NTTインターコミュニケーション・センター [ICC] が半年間の休館を経て,10月22日より長期展示「オープン・スペース 2011」および特別展「三上晴子 欲望のコード」を開催する。

「オープン・スペース 2011」は年度ごとに展示内容を変えながら入場無料で公開しており、国内外の著名アーティストや新進アーティストによるメディア・アート作品、現在進行中のプロジェクトを展示するほか、社会とメディア、アートの関わりの変遷をまとめたテーマ展示コーナーも展開される。

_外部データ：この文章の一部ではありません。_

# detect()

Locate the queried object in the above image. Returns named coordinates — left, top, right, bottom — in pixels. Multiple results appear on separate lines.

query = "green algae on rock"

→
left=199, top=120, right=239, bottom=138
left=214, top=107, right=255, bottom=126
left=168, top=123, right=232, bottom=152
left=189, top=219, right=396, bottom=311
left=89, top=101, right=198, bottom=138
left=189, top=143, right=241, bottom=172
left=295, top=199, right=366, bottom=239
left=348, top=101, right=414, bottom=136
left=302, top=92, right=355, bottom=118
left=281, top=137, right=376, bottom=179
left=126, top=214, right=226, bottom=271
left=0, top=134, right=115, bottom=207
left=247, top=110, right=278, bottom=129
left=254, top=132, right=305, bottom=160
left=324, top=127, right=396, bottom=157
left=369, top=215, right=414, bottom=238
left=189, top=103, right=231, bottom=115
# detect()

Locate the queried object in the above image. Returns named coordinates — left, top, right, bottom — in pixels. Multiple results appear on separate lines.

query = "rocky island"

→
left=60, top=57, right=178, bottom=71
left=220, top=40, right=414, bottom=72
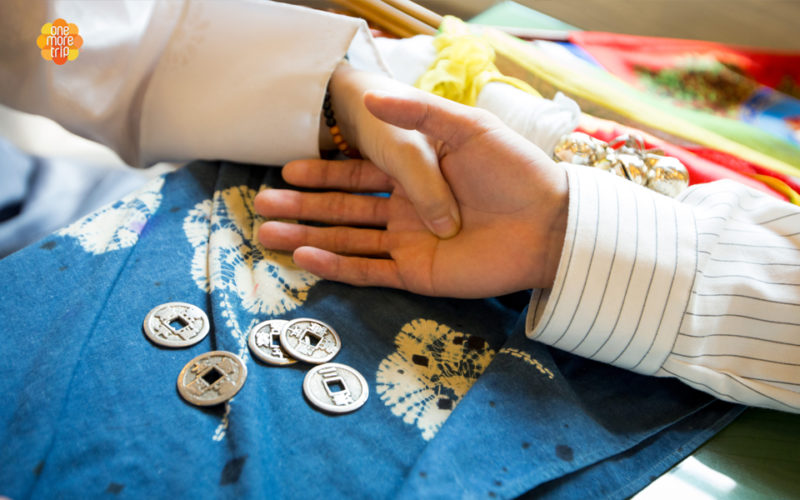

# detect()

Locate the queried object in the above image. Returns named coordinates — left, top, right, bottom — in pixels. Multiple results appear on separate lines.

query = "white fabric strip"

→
left=528, top=167, right=800, bottom=413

出品作家は岩井俊雄、重田祐介、渋谷慶一郎+evala、鈴木康広、津島岳央、寺田尚樹+野老朝雄+長岡勉+鳴川肇、グレゴリー・バーサミアン、デイヴィッド・ボウエン、真鍋大度+石橋素、IAMASサーフェイス・インターフェイス・デザイン・プロジェクト

右:IAMAS サーフェイス・インターフェイス・ デザイン・プロジェクト
左:やくしまるえつこ《ルル》MVより 監督:真鍋大度 ロボットアーム制御:石橋素
右:鳴川肇《平行カメラ》2011(参考図版)※「ICCキッズ・プログラム 2011 トランス・スケール〈ものさし〉をかえてみよう」展示風景 撮影:木奥恵三
左:津島岳央《石の見た夢》2010


また、同時にオープンする特別展として、2010年に山口情報芸術センター [YCAM] にて委嘱制作し公開された、三上晴子による大規模なインタラクティヴ・インスタレーション《欲望のコード》の新ヴァージョンも発表される。

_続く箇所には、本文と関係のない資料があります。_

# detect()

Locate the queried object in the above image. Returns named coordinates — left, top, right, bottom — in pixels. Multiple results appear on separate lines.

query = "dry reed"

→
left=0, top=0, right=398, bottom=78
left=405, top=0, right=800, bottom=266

三上晴子は、「情報環境と身体」をテーマに、コミュニケーション・テクノロジーとその情報生態系が生み出す相互作用の中で自身の芸術表現を行なってきたアーティスト。

この作品では「現在の情報化された環境と知覚に生きるわたしたちの新たな欲望とはなにか」を問題意識として、映像、音響、データなど、さまざまなネットワーク環境からの情報を、自律的なシステムを持つコードによって再構成することで制作されている。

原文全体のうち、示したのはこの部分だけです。